WEAC employees have decreased from 140 to 47 during this same time
period. In addition, unions have to annually recertify themselves
with the majority vote of the total membership in each local. Thus,
the forthcoming Janus
decision will increase these obstacles to union stability nationally.
However,
what public-sector unions fail to grasp is that this Cartel-generated
privatization initiative is coupled with others that are promulgated
by its policy development arm, the American Legislative Exchange
Council (ALEC), which is always advancing public- to private-sector
transfers schemes that reinforce and enhance each other.
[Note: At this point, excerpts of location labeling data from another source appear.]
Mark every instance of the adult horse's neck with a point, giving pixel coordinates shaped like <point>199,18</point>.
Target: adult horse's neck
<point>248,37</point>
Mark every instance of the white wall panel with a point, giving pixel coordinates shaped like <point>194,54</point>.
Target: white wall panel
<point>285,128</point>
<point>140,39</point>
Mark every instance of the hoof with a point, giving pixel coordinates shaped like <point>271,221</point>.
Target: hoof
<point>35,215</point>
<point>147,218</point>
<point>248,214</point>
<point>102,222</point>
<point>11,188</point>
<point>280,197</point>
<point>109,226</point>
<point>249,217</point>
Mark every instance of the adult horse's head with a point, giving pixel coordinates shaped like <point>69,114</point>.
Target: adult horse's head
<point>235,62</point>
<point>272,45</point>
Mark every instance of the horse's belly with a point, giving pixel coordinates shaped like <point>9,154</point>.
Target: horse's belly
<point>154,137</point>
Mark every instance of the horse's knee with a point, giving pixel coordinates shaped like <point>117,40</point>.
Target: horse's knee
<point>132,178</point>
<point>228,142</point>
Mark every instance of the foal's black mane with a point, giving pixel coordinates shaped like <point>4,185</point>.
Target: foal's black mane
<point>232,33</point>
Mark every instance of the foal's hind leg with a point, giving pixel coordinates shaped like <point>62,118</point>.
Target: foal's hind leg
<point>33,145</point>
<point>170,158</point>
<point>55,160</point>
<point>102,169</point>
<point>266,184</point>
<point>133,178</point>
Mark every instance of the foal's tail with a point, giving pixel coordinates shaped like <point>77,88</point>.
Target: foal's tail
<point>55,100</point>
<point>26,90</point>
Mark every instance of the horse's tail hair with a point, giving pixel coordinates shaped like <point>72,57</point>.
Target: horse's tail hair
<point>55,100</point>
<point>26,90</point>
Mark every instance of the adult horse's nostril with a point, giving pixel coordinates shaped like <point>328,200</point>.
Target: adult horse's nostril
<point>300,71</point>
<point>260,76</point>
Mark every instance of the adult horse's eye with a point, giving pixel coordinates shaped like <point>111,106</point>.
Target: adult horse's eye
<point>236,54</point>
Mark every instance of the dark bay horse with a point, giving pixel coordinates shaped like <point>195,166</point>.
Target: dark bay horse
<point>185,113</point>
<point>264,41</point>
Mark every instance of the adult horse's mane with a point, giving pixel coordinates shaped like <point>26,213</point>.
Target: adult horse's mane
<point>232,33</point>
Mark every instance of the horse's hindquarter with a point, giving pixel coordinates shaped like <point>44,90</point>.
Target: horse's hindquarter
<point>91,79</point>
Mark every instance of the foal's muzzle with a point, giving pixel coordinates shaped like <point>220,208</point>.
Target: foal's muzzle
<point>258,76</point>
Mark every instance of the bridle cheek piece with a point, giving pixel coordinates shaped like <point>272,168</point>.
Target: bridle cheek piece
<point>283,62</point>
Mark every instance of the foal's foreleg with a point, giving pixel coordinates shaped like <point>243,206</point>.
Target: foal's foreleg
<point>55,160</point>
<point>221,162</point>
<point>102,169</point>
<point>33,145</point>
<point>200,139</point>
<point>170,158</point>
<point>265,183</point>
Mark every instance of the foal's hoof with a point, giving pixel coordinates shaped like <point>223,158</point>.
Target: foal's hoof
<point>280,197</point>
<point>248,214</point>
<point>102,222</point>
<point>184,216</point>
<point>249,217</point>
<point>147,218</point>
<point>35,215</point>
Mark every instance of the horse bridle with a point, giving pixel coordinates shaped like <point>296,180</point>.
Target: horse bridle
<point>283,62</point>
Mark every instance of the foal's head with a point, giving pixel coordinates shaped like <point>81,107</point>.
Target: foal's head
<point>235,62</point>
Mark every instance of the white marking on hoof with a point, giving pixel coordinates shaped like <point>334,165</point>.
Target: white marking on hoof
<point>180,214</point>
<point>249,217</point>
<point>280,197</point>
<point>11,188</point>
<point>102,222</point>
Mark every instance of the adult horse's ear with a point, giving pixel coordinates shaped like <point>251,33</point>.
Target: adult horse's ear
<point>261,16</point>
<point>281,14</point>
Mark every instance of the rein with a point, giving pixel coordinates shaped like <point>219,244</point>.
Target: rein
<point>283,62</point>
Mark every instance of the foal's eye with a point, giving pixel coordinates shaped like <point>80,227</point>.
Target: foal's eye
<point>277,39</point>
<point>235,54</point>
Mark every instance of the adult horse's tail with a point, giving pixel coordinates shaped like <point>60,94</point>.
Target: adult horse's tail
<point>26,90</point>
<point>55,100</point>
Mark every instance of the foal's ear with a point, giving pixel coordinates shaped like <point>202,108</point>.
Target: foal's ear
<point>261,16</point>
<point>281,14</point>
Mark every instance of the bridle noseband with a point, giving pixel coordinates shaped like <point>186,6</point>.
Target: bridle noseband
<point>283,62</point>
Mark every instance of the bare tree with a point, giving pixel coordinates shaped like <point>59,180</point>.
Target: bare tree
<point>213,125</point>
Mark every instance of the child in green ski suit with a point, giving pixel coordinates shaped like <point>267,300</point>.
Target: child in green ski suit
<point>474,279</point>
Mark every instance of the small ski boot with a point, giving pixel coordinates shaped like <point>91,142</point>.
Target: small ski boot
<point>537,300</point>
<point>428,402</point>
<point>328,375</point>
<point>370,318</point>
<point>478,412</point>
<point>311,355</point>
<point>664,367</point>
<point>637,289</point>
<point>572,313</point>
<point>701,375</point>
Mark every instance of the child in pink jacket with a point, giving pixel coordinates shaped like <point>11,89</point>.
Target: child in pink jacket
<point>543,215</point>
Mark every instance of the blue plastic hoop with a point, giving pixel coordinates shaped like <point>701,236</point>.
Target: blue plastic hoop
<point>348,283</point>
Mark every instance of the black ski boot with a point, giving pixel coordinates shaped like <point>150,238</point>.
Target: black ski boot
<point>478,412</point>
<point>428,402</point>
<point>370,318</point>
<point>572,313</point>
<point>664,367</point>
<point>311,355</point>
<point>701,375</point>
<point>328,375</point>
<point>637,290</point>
For
instance, the Janus decision will: buttress the proposed Tax
bill (as presently designed) which will make high-priced private
schools less costly for the wealthy; provide up to $10,000 annually
to home schoolers; abolish tax free tuition assistance; and reduce
federal deductions for state and local taxes, making it harder for
local and state governments to raise taxes to adequately fund public
schools and teachers. What is suggested here is that all too
frequently unions have focused on defeating a single privatization
issue when the Cartel is simultaneously launching a multi-faceted
attack on public education—e.g., rapid expansion of corporate
charter and voucher schools, and escalation of teacher evaluation
protocols which are also decimating the nation’s teaching
workforce. These continuing cuts to the fiscal foundations of public
education are also fast-tracking elementary and secondary school
re-segregation.
As
a result, Janus on the national level, like Act 10 at
the state level, will provide a strong framework for the destruction
of K-12 public education, as the Cartel persists in its recruitment
and funding of elected officials at every level of government;
minority and majority clergy, civic and grassroots leaders; parents;
local and national non-profit organizations; and even students. ALEC
will concurrently come up with new and/or improved privatization
strategies to complement its most recent privatization effort.
The
impact of Janus with its projected downsizing of union
budgets, employees, and members will make it even easier for the
Cartel to turn public education into one of its corporate
subsidiaries.
Union leaders at every
level must deliberate on the present and future consequences of Janus
in its fuller context. Although they have almost no opportunity to
block the victory of Janus at SCOTUS, it is crucial that they
carefully calibrate its wider effect in order to prevent even more
noxious outcomes. Unions have until January to plan a new agenda for
their long-term interests and the survival of the public sector.